By CHRISTOPHER AADLAND

While the Violence Against Women Act doesn't expire until 2018, victim advocates and attorneys are pushing for more changes to made to the law when its reauthorization comes up.

Victim advocates and county and city attorneys offered their views at a roundtable discussion Monday with Minnesota Sen. Amy Klobuchar and Sen. Patrick Leahy, D-Vermont, at Minneapolis' Harriet Tubman Center.

The advocates and attorneys said they'd like to see some modifications — which mostly involved additional funding — to the act, like access to affordable housing for battered women, child protection needs, additional legal assistance, addressing prevention and lingering concerns over domestic violence among American Indians, among others.

"We have the reauthorization coming up," Klobuchar said at the event. She said it was important to hear "from all of you who are on the frontline doing the work so we can figure out what changes we can make to make the bill even better."

Klobuchar and Leahy sit on the Senate Judiciary Committee.

At the event, Lolita Ulloa, managing attorney of the Hennepin County Domestic Abuse Service Center, said more funding is needed to help provide abused women and families with housing after they leave abusive partners since they are then often left without any or little financial support.

"Last week alone, three times, we were looking for funding for somebody to just move to a safer home," she said. "The funding for that … is not available."
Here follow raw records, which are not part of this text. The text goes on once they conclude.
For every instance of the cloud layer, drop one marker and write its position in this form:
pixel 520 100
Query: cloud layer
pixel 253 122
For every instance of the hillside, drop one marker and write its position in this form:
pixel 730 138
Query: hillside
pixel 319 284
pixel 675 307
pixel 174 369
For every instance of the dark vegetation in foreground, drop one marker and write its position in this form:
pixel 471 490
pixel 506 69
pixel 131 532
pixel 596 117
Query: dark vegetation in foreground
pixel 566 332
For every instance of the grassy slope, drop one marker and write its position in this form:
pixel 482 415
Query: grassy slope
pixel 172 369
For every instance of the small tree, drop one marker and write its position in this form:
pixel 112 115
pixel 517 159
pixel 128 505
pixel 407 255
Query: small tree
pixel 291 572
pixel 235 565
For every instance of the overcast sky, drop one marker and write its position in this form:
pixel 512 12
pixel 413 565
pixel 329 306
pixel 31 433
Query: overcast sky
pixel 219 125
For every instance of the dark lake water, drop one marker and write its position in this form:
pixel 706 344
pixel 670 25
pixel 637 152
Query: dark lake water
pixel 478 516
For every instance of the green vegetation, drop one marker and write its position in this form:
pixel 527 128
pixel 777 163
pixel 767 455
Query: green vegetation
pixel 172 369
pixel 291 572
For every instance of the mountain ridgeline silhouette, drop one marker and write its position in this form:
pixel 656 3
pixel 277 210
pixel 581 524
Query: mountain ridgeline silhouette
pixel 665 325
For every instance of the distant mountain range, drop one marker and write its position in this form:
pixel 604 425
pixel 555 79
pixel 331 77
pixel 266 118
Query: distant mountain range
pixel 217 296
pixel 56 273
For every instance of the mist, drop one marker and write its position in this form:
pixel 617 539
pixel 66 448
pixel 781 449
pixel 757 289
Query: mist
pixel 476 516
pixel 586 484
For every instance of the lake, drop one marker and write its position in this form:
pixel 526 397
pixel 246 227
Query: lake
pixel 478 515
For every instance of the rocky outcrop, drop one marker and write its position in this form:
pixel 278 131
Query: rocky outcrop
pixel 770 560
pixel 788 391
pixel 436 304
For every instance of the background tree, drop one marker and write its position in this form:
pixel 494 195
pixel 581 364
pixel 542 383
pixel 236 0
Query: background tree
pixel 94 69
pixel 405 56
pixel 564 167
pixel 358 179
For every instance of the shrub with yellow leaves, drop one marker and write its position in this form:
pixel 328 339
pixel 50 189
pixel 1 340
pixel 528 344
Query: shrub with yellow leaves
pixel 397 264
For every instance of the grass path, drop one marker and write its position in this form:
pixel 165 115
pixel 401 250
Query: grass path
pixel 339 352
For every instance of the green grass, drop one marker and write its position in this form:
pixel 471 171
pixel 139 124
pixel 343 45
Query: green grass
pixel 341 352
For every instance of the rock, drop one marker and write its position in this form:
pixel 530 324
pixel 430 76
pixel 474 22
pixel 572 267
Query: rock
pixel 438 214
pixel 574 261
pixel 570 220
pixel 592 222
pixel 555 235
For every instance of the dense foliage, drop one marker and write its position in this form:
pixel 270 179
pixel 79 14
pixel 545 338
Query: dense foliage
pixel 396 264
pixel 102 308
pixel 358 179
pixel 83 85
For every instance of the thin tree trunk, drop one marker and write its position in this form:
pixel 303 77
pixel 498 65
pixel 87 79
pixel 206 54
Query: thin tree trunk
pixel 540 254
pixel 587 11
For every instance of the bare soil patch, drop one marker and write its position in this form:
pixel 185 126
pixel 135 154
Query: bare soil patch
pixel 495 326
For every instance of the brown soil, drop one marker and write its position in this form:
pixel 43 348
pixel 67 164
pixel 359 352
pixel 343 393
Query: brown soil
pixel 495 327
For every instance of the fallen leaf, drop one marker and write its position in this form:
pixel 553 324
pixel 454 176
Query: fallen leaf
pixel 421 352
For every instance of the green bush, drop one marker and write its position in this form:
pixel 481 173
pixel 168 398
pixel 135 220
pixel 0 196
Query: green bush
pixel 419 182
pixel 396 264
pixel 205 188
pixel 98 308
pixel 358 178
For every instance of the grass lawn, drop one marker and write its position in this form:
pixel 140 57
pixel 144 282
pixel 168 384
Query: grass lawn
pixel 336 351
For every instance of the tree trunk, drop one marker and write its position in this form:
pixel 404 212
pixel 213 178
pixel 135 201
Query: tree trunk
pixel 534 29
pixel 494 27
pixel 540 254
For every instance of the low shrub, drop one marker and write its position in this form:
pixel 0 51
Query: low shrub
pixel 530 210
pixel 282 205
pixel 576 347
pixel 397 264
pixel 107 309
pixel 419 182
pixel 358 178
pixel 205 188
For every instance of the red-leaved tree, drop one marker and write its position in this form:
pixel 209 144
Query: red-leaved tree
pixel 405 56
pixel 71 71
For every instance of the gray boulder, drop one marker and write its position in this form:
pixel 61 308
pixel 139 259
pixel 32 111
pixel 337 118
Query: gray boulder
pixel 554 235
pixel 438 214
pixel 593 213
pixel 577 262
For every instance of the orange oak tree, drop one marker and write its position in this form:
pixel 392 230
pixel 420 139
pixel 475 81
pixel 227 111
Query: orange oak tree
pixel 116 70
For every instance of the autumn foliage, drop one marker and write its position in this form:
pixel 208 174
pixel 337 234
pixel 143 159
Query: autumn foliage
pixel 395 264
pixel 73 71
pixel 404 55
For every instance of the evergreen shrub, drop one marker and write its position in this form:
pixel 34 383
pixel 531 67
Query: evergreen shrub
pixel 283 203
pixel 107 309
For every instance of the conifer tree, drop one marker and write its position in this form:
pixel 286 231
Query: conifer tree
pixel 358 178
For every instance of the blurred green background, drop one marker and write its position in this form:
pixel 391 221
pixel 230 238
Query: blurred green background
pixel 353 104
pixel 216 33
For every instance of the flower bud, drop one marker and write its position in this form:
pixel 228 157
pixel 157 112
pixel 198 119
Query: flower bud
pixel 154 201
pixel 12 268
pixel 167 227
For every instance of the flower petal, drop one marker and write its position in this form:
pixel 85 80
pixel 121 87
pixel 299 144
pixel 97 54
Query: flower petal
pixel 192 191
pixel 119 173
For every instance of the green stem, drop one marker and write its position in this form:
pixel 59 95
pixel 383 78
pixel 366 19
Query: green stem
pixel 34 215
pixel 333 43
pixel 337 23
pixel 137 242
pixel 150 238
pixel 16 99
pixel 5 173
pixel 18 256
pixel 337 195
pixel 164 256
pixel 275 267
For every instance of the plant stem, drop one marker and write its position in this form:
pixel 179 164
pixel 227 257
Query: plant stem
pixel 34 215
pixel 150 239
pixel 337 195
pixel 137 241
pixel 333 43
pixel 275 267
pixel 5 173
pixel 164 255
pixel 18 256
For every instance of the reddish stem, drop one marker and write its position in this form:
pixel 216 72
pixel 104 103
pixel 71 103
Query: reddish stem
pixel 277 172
Safia Kahn, a program manager for the Minnesota Coalition for Battered Women, said educational programs could help prevent offenders from reoffending, and that educational programs in schools geared toward healthy relationships could also help prevent domestic violence.

Leahy said the difficulty in making changes to the law involves funding, not writing policy.

"We'll get the laws written but we have to get the money," he said. "You can write the best laws in the world but … you still need funding for it."

Enacted in 1994, the act was designed to combat and raise awareness of domestic violence. The act has been credited with helping to reduce domestic violence by 67 percent and has led to an increase in victim reports of sexual and domestic violence.

The most recent reauthorization in 2013, which Klobuchar and Leahy helped pass, expanded the act to include stronger federal stalking laws, addressed sexual assault on college campuses and included more protections for American Indian women, the LGBT community and illegal immigrants.

According to the White House, domestic Violence accounts for two million injuries each year, two deaths a day and costs $8 billion in lost productivity and healthcare costs.

CHRISTOPHER AADLAND is a University of Minnesota student on assignment for the Star Tribune.